Extract references from PDF bibliographies and find the corresponding papers in OpenReview
- Docker (For pre-packaged Grobid containers)
- node >= 16
> docker pull lfoppiano/grobid:0.7.2
> docker run --rm -p 8070:8070 lfoppiano/grobid:0.7.2
Note: The first time the Grobid REST API is called after starting the container, it will load up a bunch of model files on demand, which takes a long time (~15-20 seconds or more, depending on the machine). The command line app might timeout on the first usage.
> npm install
> npm run build
Install (with sudo if necessary) to system node installation:
> npm i -g ./
Grobid can use Biblio-Glutton to improve performance if necessary.
> pdf-ref-resolver extract-references --help
Extract PDF references using Grobid service, match with OpenReview papers
Options:
--version Show version number [boolean]
--help Show help [boolean]
--pdf Input pdf file [string] [required]
--output-path Specify a directory to write output. Defaults to same
as input PDF [string]
--config Path to config file [string] [required]
--overwrite Overwrite any existing output file
[boolean] [default: false]
--with-matched only output references that match an OpenReview note
[boolean] [default: false]
--with-unmatched only output references that *do not* match an
OpenReview note [boolean] [default: false]
--with-partial-matched only output references with match < 100% to an
OpenReview note [boolean] [default: false]
--with-source include the raw Grobid data in the output (verbose,
for debugging) [boolean] [default: false]
Configuration to specify REST endpoints and credentials
{
"openreview": {
"restApi": "https://api.openreview.net",
"restApi2": "https://api2.openreview.net",
"restUser": "my-username",
"restPassword": "my-password"
},
}
> pdf-ref-resolver extract-references --pdf ./path/to/input.pdf --config ~/my-config.json --output-path .

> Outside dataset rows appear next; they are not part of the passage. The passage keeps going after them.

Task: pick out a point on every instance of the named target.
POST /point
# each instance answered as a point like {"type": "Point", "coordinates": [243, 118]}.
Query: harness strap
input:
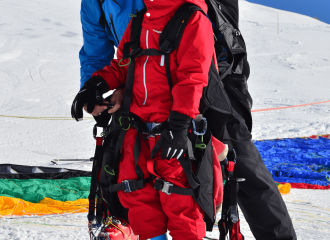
{"type": "Point", "coordinates": [129, 185]}
{"type": "Point", "coordinates": [229, 221]}
{"type": "Point", "coordinates": [93, 188]}
{"type": "Point", "coordinates": [169, 188]}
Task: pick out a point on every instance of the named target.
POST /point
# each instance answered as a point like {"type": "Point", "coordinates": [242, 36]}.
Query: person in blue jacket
{"type": "Point", "coordinates": [104, 23]}
{"type": "Point", "coordinates": [102, 31]}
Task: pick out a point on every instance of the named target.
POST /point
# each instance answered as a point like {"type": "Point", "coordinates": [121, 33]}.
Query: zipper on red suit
{"type": "Point", "coordinates": [144, 71]}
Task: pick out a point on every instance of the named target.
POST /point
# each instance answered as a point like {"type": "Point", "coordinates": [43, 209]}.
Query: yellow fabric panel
{"type": "Point", "coordinates": [15, 206]}
{"type": "Point", "coordinates": [284, 188]}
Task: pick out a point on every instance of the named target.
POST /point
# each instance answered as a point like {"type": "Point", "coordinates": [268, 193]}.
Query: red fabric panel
{"type": "Point", "coordinates": [152, 99]}
{"type": "Point", "coordinates": [99, 141]}
{"type": "Point", "coordinates": [151, 212]}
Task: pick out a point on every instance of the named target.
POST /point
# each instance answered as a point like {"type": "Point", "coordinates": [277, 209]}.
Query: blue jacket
{"type": "Point", "coordinates": [98, 49]}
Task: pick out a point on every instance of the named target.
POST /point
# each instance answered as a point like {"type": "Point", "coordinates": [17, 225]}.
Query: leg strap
{"type": "Point", "coordinates": [129, 185]}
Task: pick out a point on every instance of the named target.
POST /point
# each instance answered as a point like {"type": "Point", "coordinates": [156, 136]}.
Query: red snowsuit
{"type": "Point", "coordinates": [151, 212]}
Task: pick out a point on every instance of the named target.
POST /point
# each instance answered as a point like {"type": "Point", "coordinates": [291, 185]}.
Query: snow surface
{"type": "Point", "coordinates": [39, 77]}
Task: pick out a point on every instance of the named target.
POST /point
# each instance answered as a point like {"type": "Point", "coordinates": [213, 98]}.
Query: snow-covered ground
{"type": "Point", "coordinates": [39, 77]}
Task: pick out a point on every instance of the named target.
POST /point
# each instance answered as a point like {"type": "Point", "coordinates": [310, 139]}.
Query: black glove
{"type": "Point", "coordinates": [91, 93]}
{"type": "Point", "coordinates": [174, 139]}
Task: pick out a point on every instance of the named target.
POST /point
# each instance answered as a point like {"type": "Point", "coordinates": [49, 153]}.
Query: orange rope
{"type": "Point", "coordinates": [302, 105]}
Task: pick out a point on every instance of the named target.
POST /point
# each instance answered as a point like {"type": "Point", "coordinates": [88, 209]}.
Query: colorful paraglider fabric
{"type": "Point", "coordinates": [302, 162]}
{"type": "Point", "coordinates": [26, 190]}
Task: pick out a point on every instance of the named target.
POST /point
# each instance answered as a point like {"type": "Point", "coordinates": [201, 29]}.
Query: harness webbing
{"type": "Point", "coordinates": [229, 222]}
{"type": "Point", "coordinates": [93, 189]}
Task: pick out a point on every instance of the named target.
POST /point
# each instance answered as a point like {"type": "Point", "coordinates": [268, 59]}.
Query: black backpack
{"type": "Point", "coordinates": [215, 104]}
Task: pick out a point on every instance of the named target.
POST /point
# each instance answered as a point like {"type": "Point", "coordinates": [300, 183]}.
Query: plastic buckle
{"type": "Point", "coordinates": [123, 121]}
{"type": "Point", "coordinates": [95, 132]}
{"type": "Point", "coordinates": [204, 127]}
{"type": "Point", "coordinates": [169, 48]}
{"type": "Point", "coordinates": [126, 185]}
{"type": "Point", "coordinates": [166, 186]}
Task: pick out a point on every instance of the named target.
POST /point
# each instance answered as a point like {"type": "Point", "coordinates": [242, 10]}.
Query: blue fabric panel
{"type": "Point", "coordinates": [297, 160]}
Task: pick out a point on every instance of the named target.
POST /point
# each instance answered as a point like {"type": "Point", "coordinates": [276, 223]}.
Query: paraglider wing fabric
{"type": "Point", "coordinates": [303, 162]}
{"type": "Point", "coordinates": [10, 171]}
{"type": "Point", "coordinates": [27, 190]}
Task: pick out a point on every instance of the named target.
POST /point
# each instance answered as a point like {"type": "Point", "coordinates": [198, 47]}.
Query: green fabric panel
{"type": "Point", "coordinates": [34, 190]}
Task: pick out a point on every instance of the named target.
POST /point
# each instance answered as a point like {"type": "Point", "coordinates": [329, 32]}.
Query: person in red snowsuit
{"type": "Point", "coordinates": [152, 213]}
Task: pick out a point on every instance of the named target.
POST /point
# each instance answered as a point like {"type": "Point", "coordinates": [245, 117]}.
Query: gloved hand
{"type": "Point", "coordinates": [90, 94]}
{"type": "Point", "coordinates": [174, 139]}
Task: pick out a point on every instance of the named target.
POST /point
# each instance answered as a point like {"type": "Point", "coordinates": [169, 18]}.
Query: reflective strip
{"type": "Point", "coordinates": [144, 71]}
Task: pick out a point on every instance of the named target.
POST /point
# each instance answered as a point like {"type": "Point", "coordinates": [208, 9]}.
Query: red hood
{"type": "Point", "coordinates": [166, 8]}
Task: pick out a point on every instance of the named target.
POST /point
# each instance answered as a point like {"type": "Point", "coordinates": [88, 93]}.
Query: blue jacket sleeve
{"type": "Point", "coordinates": [98, 49]}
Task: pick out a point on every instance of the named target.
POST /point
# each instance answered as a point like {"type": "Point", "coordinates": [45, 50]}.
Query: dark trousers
{"type": "Point", "coordinates": [258, 197]}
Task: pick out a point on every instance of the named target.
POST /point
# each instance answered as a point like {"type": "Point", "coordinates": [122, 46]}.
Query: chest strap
{"type": "Point", "coordinates": [129, 185]}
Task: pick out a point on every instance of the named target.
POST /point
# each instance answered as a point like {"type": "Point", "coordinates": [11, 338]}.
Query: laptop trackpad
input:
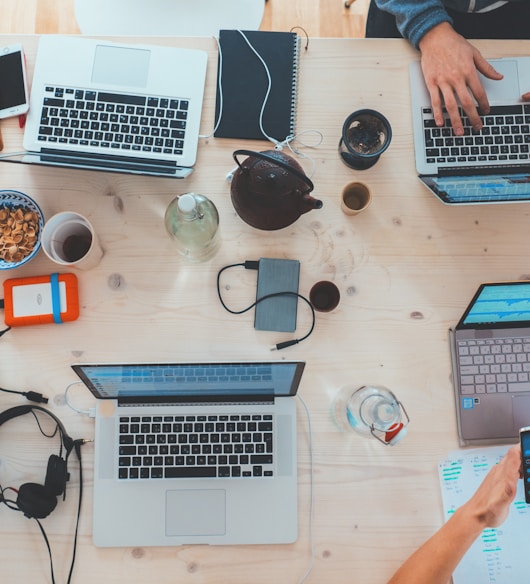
{"type": "Point", "coordinates": [201, 512]}
{"type": "Point", "coordinates": [521, 411]}
{"type": "Point", "coordinates": [121, 66]}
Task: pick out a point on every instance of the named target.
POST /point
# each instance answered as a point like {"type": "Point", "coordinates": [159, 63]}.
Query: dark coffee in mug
{"type": "Point", "coordinates": [76, 246]}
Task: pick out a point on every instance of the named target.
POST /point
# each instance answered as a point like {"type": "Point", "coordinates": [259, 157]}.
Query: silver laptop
{"type": "Point", "coordinates": [194, 453]}
{"type": "Point", "coordinates": [491, 364]}
{"type": "Point", "coordinates": [490, 166]}
{"type": "Point", "coordinates": [100, 105]}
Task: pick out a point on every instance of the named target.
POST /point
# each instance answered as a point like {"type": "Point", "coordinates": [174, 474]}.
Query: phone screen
{"type": "Point", "coordinates": [525, 454]}
{"type": "Point", "coordinates": [12, 90]}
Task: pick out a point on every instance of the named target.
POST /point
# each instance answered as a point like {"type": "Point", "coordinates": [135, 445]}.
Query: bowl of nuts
{"type": "Point", "coordinates": [21, 223]}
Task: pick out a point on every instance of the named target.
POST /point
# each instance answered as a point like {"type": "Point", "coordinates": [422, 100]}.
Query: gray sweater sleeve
{"type": "Point", "coordinates": [415, 17]}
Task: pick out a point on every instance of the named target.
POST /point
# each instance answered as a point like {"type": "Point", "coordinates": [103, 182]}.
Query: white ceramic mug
{"type": "Point", "coordinates": [69, 239]}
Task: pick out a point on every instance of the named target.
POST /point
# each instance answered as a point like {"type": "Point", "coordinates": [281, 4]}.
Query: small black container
{"type": "Point", "coordinates": [366, 134]}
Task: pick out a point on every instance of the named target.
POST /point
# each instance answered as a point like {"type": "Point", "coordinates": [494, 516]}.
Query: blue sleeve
{"type": "Point", "coordinates": [415, 17]}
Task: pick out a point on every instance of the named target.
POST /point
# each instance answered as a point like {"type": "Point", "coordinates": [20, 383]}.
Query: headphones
{"type": "Point", "coordinates": [37, 501]}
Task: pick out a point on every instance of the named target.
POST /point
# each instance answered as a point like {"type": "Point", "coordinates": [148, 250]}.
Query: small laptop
{"type": "Point", "coordinates": [101, 105]}
{"type": "Point", "coordinates": [191, 453]}
{"type": "Point", "coordinates": [490, 349]}
{"type": "Point", "coordinates": [490, 166]}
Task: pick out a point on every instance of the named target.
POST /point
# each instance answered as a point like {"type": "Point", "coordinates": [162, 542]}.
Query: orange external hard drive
{"type": "Point", "coordinates": [41, 300]}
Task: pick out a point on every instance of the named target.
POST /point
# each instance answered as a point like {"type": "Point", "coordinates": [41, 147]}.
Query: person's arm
{"type": "Point", "coordinates": [415, 17]}
{"type": "Point", "coordinates": [436, 559]}
{"type": "Point", "coordinates": [450, 67]}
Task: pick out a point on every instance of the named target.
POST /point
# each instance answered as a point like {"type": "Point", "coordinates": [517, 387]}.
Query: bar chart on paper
{"type": "Point", "coordinates": [500, 555]}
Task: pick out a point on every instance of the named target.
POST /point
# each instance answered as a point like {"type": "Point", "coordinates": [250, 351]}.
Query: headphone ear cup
{"type": "Point", "coordinates": [56, 475]}
{"type": "Point", "coordinates": [35, 501]}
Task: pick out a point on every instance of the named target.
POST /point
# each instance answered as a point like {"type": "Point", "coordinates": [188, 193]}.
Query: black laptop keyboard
{"type": "Point", "coordinates": [494, 365]}
{"type": "Point", "coordinates": [504, 138]}
{"type": "Point", "coordinates": [115, 122]}
{"type": "Point", "coordinates": [228, 446]}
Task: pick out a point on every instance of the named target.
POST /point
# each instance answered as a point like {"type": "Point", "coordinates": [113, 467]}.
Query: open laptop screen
{"type": "Point", "coordinates": [195, 380]}
{"type": "Point", "coordinates": [501, 304]}
{"type": "Point", "coordinates": [484, 188]}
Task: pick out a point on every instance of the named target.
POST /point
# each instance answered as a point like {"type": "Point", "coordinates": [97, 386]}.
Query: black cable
{"type": "Point", "coordinates": [29, 395]}
{"type": "Point", "coordinates": [253, 265]}
{"type": "Point", "coordinates": [77, 448]}
{"type": "Point", "coordinates": [49, 548]}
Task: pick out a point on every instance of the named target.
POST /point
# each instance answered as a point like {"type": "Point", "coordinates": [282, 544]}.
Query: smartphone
{"type": "Point", "coordinates": [524, 436]}
{"type": "Point", "coordinates": [13, 85]}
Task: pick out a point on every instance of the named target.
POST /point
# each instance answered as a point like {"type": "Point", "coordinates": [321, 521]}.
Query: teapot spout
{"type": "Point", "coordinates": [309, 203]}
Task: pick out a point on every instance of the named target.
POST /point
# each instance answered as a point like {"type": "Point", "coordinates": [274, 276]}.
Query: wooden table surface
{"type": "Point", "coordinates": [406, 269]}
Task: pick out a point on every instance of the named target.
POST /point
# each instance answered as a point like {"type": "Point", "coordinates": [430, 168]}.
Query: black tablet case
{"type": "Point", "coordinates": [244, 84]}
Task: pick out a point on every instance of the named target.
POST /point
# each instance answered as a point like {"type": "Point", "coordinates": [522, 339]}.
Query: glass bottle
{"type": "Point", "coordinates": [371, 411]}
{"type": "Point", "coordinates": [193, 222]}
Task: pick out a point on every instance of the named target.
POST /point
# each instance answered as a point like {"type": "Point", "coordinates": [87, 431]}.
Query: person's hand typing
{"type": "Point", "coordinates": [450, 67]}
{"type": "Point", "coordinates": [491, 502]}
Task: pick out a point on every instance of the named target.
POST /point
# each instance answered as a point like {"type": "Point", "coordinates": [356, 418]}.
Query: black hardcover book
{"type": "Point", "coordinates": [244, 84]}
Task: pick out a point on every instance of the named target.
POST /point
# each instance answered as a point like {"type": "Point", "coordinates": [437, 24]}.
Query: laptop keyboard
{"type": "Point", "coordinates": [494, 365]}
{"type": "Point", "coordinates": [115, 122]}
{"type": "Point", "coordinates": [504, 137]}
{"type": "Point", "coordinates": [227, 446]}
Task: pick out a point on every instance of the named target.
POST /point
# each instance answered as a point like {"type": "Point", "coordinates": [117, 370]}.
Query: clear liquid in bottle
{"type": "Point", "coordinates": [193, 222]}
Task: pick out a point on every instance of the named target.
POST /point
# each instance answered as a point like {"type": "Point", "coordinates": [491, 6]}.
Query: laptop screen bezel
{"type": "Point", "coordinates": [462, 325]}
{"type": "Point", "coordinates": [206, 398]}
{"type": "Point", "coordinates": [429, 181]}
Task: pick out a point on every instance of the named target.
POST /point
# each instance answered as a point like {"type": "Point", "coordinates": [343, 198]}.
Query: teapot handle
{"type": "Point", "coordinates": [273, 160]}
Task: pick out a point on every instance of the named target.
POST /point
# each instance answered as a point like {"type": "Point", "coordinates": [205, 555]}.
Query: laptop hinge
{"type": "Point", "coordinates": [110, 162]}
{"type": "Point", "coordinates": [194, 400]}
{"type": "Point", "coordinates": [483, 170]}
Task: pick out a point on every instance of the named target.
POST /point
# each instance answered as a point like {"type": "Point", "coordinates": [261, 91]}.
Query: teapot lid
{"type": "Point", "coordinates": [276, 161]}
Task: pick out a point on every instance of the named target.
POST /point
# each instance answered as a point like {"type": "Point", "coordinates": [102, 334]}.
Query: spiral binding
{"type": "Point", "coordinates": [294, 85]}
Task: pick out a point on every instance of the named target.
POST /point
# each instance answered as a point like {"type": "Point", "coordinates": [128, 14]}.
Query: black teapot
{"type": "Point", "coordinates": [270, 190]}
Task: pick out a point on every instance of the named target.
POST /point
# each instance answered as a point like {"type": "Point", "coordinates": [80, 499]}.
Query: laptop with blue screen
{"type": "Point", "coordinates": [491, 364]}
{"type": "Point", "coordinates": [488, 166]}
{"type": "Point", "coordinates": [194, 452]}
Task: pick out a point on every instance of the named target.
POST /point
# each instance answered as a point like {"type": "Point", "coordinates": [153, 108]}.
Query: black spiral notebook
{"type": "Point", "coordinates": [244, 84]}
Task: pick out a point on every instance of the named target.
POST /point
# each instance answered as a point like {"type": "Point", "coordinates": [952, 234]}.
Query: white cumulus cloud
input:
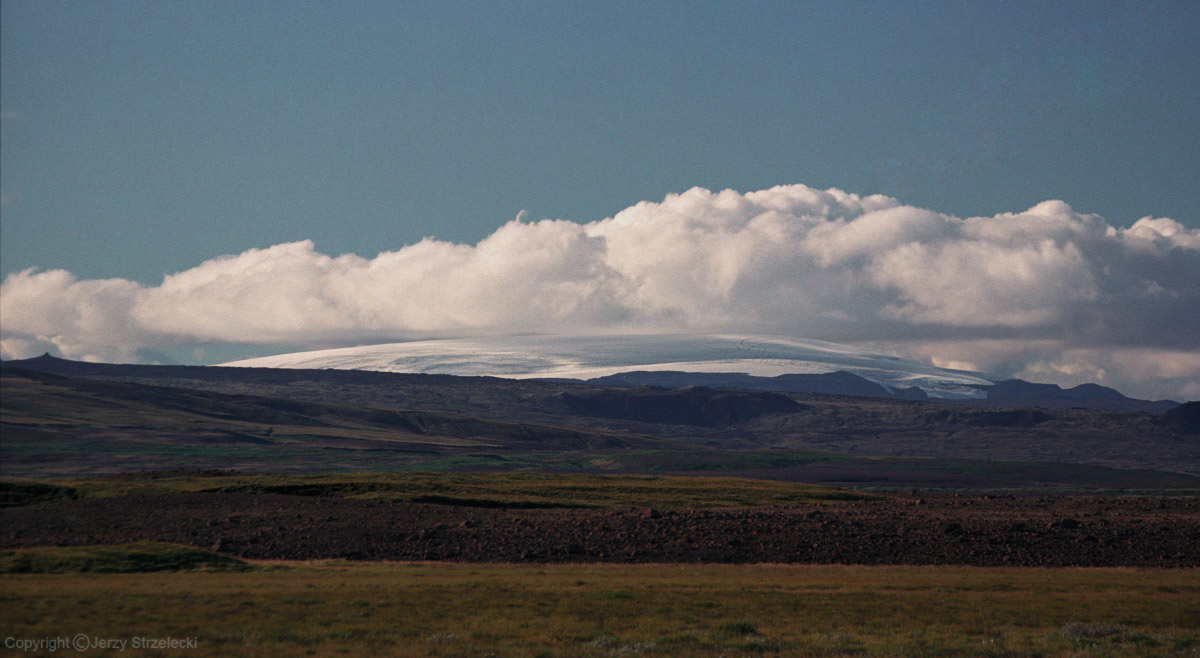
{"type": "Point", "coordinates": [1047, 293]}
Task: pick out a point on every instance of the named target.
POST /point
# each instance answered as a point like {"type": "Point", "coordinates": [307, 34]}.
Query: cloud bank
{"type": "Point", "coordinates": [1048, 293]}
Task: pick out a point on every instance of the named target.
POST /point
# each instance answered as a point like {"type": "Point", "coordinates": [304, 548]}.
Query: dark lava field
{"type": "Point", "coordinates": [903, 528]}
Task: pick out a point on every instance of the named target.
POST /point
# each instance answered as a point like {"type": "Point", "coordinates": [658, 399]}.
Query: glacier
{"type": "Point", "coordinates": [600, 356]}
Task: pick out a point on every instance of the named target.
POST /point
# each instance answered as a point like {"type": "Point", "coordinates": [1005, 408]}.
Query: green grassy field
{"type": "Point", "coordinates": [342, 609]}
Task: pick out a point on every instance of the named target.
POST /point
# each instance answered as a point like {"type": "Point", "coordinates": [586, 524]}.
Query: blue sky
{"type": "Point", "coordinates": [141, 138]}
{"type": "Point", "coordinates": [229, 179]}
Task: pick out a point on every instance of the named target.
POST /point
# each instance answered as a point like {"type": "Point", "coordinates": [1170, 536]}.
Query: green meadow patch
{"type": "Point", "coordinates": [141, 557]}
{"type": "Point", "coordinates": [352, 609]}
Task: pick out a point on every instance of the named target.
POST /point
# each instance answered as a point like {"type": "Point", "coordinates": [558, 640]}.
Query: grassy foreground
{"type": "Point", "coordinates": [438, 609]}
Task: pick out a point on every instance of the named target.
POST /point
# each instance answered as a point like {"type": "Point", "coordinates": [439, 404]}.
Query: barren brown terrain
{"type": "Point", "coordinates": [912, 528]}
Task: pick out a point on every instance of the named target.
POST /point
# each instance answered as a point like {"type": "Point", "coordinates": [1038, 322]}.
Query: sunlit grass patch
{"type": "Point", "coordinates": [145, 556]}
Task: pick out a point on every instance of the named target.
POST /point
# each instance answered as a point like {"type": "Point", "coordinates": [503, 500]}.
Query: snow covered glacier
{"type": "Point", "coordinates": [599, 356]}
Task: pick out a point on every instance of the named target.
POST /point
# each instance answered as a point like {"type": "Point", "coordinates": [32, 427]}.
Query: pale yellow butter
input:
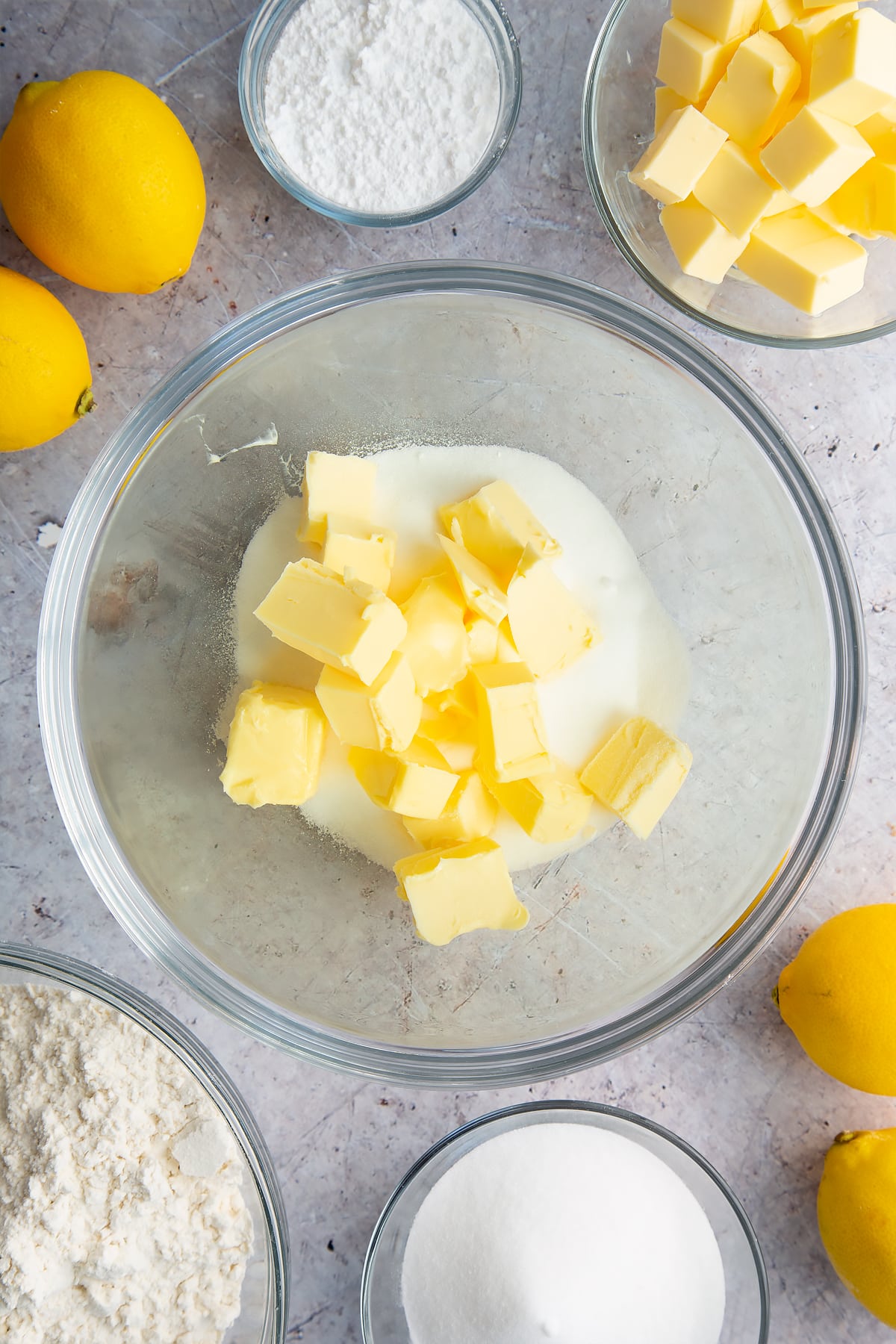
{"type": "Point", "coordinates": [382, 715]}
{"type": "Point", "coordinates": [637, 773]}
{"type": "Point", "coordinates": [335, 483]}
{"type": "Point", "coordinates": [274, 747]}
{"type": "Point", "coordinates": [679, 156]}
{"type": "Point", "coordinates": [550, 628]}
{"type": "Point", "coordinates": [805, 261]}
{"type": "Point", "coordinates": [460, 889]}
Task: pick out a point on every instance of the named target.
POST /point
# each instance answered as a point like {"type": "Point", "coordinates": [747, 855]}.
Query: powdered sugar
{"type": "Point", "coordinates": [121, 1216]}
{"type": "Point", "coordinates": [382, 105]}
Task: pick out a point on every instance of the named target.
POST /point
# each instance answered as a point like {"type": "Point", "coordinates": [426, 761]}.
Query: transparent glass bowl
{"type": "Point", "coordinates": [264, 1312]}
{"type": "Point", "coordinates": [617, 125]}
{"type": "Point", "coordinates": [746, 1319]}
{"type": "Point", "coordinates": [305, 944]}
{"type": "Point", "coordinates": [262, 37]}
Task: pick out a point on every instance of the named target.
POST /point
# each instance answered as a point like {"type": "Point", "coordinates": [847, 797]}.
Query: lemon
{"type": "Point", "coordinates": [857, 1216]}
{"type": "Point", "coordinates": [100, 181]}
{"type": "Point", "coordinates": [839, 998]}
{"type": "Point", "coordinates": [45, 371]}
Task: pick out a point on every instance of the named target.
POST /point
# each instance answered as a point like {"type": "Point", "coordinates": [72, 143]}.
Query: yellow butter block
{"type": "Point", "coordinates": [469, 815]}
{"type": "Point", "coordinates": [435, 644]}
{"type": "Point", "coordinates": [751, 97]}
{"type": "Point", "coordinates": [703, 246]}
{"type": "Point", "coordinates": [803, 261]}
{"type": "Point", "coordinates": [815, 155]}
{"type": "Point", "coordinates": [682, 152]}
{"type": "Point", "coordinates": [514, 738]}
{"type": "Point", "coordinates": [691, 62]}
{"type": "Point", "coordinates": [274, 747]}
{"type": "Point", "coordinates": [359, 551]}
{"type": "Point", "coordinates": [335, 483]}
{"type": "Point", "coordinates": [496, 526]}
{"type": "Point", "coordinates": [719, 19]}
{"type": "Point", "coordinates": [415, 783]}
{"type": "Point", "coordinates": [735, 191]}
{"type": "Point", "coordinates": [550, 806]}
{"type": "Point", "coordinates": [460, 889]}
{"type": "Point", "coordinates": [853, 67]}
{"type": "Point", "coordinates": [480, 588]}
{"type": "Point", "coordinates": [339, 621]}
{"type": "Point", "coordinates": [382, 717]}
{"type": "Point", "coordinates": [665, 101]}
{"type": "Point", "coordinates": [550, 628]}
{"type": "Point", "coordinates": [637, 773]}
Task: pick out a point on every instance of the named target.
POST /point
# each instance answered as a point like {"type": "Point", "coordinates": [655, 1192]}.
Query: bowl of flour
{"type": "Point", "coordinates": [381, 112]}
{"type": "Point", "coordinates": [137, 1198]}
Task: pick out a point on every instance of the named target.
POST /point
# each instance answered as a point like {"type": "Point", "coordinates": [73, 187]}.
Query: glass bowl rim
{"type": "Point", "coordinates": [211, 1077]}
{"type": "Point", "coordinates": [561, 1108]}
{"type": "Point", "coordinates": [272, 16]}
{"type": "Point", "coordinates": [590, 137]}
{"type": "Point", "coordinates": [131, 903]}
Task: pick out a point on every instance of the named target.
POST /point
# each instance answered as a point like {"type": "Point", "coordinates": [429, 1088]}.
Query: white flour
{"type": "Point", "coordinates": [121, 1216]}
{"type": "Point", "coordinates": [382, 105]}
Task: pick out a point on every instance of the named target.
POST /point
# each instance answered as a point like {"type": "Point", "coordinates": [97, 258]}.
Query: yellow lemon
{"type": "Point", "coordinates": [857, 1216]}
{"type": "Point", "coordinates": [839, 998]}
{"type": "Point", "coordinates": [101, 181]}
{"type": "Point", "coordinates": [45, 371]}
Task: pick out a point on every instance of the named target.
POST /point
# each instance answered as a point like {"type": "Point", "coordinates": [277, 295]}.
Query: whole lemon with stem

> pdf-ref-resolver extract-references --pdf ./path/to/input.pdf --config ~/my-config.json
Summary header block, with number of Grobid extracted references, and counts of those with valid titles and matches to OpenReview notes.
{
"summary": {
"references": 25,
"withTitles": 25,
"withNoteMatches": 13
},
"references": [
Reference Entry:
{
"refNumber": 5,
Title / Author fields as extracted by Grobid. Field 'isValid' will be false if the reference had no title, or could not be processed for some reason. Messages as to reason why will be recorded in the "warnings" array.
"title": "Expectation Propagation in Gaussian process dynamical systems",
"authors": [
"M P Deisenroth",
"S Mohamed"
],
"isValid": true,
"warnings": [],
Array of notes from OpenReview that matched. Notes are matched by first searching OpenReview, using Grobid-extracted title as keywords, then filtered with a string similarity function. Fields titleMatch/nameMatch are numbers 0-100, 100 being a perfect match.
Name matching uses a string similarity function that doesn't penalize deletions from the longer version of the name to the shorter, to allow matching between full and abbreviated names, so, e.g., "Marc Peter Deisenroth" -> "M P Deisenroth" is a 100% match.
"openreviewMatches": [
{
"id": "HkNwk_ZObS",
"authors": [
{
"name": "Marc Peter Deisenroth",
"id": "~Marc_Deisenroth1",
"nameMatch": 100
},
{
"name": "Shakir Mohamed",
"id": "~Shakir_Mohamed1",
"nameMatch": 100
}
],
"titleMatch": 100,
"apiSource": "api.openreview.net"
}
]
},
]